The powerful FNSEA farmers’ union demanded late on Wednesday “immediate answers on pay”, urgent aid for “sectors worst hit by the crisis” and, in the long term, “a plan to reduce regulations”.

“We are talking about several hundred million euros,” FNSEA chief Arnaud Rousseau told AFP.

The protests have made for a rare alliance between rival farmers’ unions.

Farmers drive tractors in Rennes, Britany, on January 25, 2024, as part of a nation-wide day of actions and road blockades called by several farming unions to protest against increases in production costs and environmental regulations. – The European Commission is due on Thursday to begin “strategic” talks with farmers’ federations, agri-business firms, NGOs and experts on ways to assuage the ire on farms in several countries.
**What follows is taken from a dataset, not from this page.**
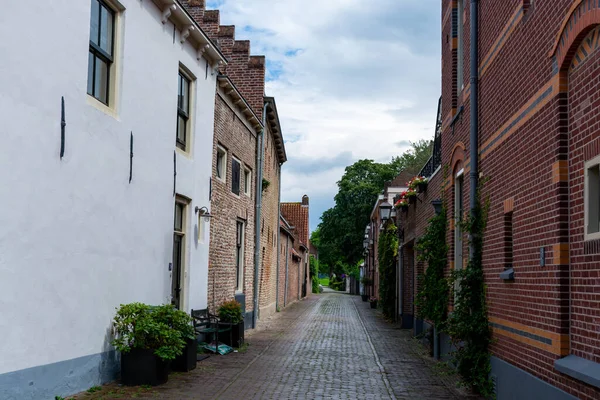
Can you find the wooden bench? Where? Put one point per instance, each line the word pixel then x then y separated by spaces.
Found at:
pixel 206 323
Banner reads in French “our end is tomorrow’s hunger”. (Photo by DAMIEN MEYER / AFP)

– ‘Division and polarisation’ –

President Emmanuel Macron’s government is at pains to avoid a repeat of the massive 2018-19 “yellow vests” protests — also triggered by a rise in diesel prices.

It has kept a nervous eye on recent mass turnouts by farmers in Germany, Poland and the Netherlands that have also raised concern in Brussels.

European Commission president Ursula von der Leyen acknowledged on Thursday “increasing division and polarisation” in the agri-food sector.

“We all have the same sense of urgency that things have to improve,” she added at the start of European Union talks designed to balance farmers’ complaints with the bloc’s need to make a green transition.

In Rennes, the capital of Brittany, fishermen joined farmers protesting on Thursday outside the regional administration.

Most fishing has been banned for a month along much of France’s Atlantic coast in a bid to protect dolphins and porpoises, at an estimated cost of tens of millions of euros (dollars) to the 450 ships affected.

In a bid to keep tensions low, Interior Minister Gerald Darmanin on Wednesday ordered local authorities to exercise “restraint” and deploy police only as a “last resort”.

Union representatives in Bordeaux said on Thursday their protest would be “more respectful” than Wednesday’s in nearby Agen, when tyres and straw were set alight outside the regional administration.

Speaking at a motorway blockade, FNSEA head Rousseau said “at this stage” there were no plans to blockade Paris.

But Regis Desmureaux, his deputy for the Oise department north of the capital, told broadcaster BFMTV: “We’re moving forward about 20 kilometres (12.5 miles) a day and we’ll definitely be at the doorstep of Paris on Friday or Saturday.”

Tractor-driving farmers staged another go-slow early on Thursday on a major road running west of the capital.